ASCAP, a performance rights organization, initiated a royalty rate proceeding in the fall of 2005, asking a federal court to set royalty rates for "performances" of digital music by AOL, Yahoo! and RealNetworks.

In March 2007, ASCAP filed a cross-motion asking the Court to rule that all digital music downloads are "public performances" and should, therefore, be subject to public performance license fees and royalty payments.

Performance rights organizations, such as ASCAP, BMI, and SESAC, collect license fees on behalf of their member songwriters, composers and music publishers and distribute the fees as royalties to those members whose works have been performed. For instance, they collect license fees from radio stations, restaurants, retailers, and other entities that plays music in public. The license fees are then paid to the various publishers and authors associated with the particular musical composition.

The exclusive rights granted to an author of a creative work are enumerated in Section 106 of the Copyright Act, 17 U.S.C. Section 106. The exclusive rights that apply to musical works are (1) the right "to reproduce the copyrighted work in copies or phonorecords," (2) the right "to distribute copies or phonorecords of the copyrighted work to the public by sale or other transfer of ownership, or by rental, lease, or lending," (3) the right "to perform the copyrighted work publicly," and (4) the right "to perform the copyrighted work publicly by means of a digital audio transmission." Each of these rights is licensed separately and under different licensing structures, and thus the applicability of each right must likewise be determined individually.

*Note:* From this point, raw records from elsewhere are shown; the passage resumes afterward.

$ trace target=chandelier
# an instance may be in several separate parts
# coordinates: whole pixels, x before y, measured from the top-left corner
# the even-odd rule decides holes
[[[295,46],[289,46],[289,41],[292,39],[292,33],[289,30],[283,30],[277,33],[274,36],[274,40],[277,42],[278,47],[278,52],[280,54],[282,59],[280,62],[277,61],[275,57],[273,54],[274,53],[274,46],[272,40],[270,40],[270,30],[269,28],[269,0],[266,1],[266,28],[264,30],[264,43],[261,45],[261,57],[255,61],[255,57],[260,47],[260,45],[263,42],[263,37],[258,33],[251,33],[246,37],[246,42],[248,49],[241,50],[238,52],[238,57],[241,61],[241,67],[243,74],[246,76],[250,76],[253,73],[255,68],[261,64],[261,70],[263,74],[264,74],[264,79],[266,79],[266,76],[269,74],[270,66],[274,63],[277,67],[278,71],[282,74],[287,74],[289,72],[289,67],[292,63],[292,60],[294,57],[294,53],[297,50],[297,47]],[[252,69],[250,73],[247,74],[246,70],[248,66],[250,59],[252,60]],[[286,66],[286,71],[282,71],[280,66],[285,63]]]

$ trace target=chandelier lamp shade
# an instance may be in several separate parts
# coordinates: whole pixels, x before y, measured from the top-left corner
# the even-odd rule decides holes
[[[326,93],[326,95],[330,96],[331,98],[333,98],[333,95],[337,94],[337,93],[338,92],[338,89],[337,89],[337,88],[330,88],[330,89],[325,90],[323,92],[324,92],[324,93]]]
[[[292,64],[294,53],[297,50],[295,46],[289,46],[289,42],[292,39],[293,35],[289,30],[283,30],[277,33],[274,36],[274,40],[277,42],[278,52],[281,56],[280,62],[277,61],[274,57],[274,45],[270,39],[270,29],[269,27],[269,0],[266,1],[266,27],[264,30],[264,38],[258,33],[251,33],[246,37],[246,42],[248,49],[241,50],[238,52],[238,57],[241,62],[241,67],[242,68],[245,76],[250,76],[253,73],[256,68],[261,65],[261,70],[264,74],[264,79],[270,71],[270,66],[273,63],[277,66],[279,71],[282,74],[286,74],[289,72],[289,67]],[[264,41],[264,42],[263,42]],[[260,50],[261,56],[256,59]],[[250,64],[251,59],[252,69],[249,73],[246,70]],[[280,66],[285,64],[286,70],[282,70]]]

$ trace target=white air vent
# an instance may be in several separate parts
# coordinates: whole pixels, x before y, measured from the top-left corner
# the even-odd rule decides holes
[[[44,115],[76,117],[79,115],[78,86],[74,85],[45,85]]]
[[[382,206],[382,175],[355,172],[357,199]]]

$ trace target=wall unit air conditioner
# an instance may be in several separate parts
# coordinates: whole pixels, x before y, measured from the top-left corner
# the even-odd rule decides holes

ASCAP asserts that downloading a digital music file on a computer is a "public performance," for which it and its members are owed a license fee. Digital music services counter that downloading is a "reproduction," for which they have already compensated the copyright owner and, therefore, ASCAP is trying to "double-dip." Until now, digital music services have only paid royalties for "reproducing" the recorded compositions that were downloaded.

The question of whether downloading a song means that there is a "public performance" of a composition is certain to be one of the most hotly contested copyright issues this year.

The trial is scheduled to begin May 21, 2007 in the United States District Court for the Southern District of New York, but a ruling on this important issue, raised on cross-motion, could come sooner.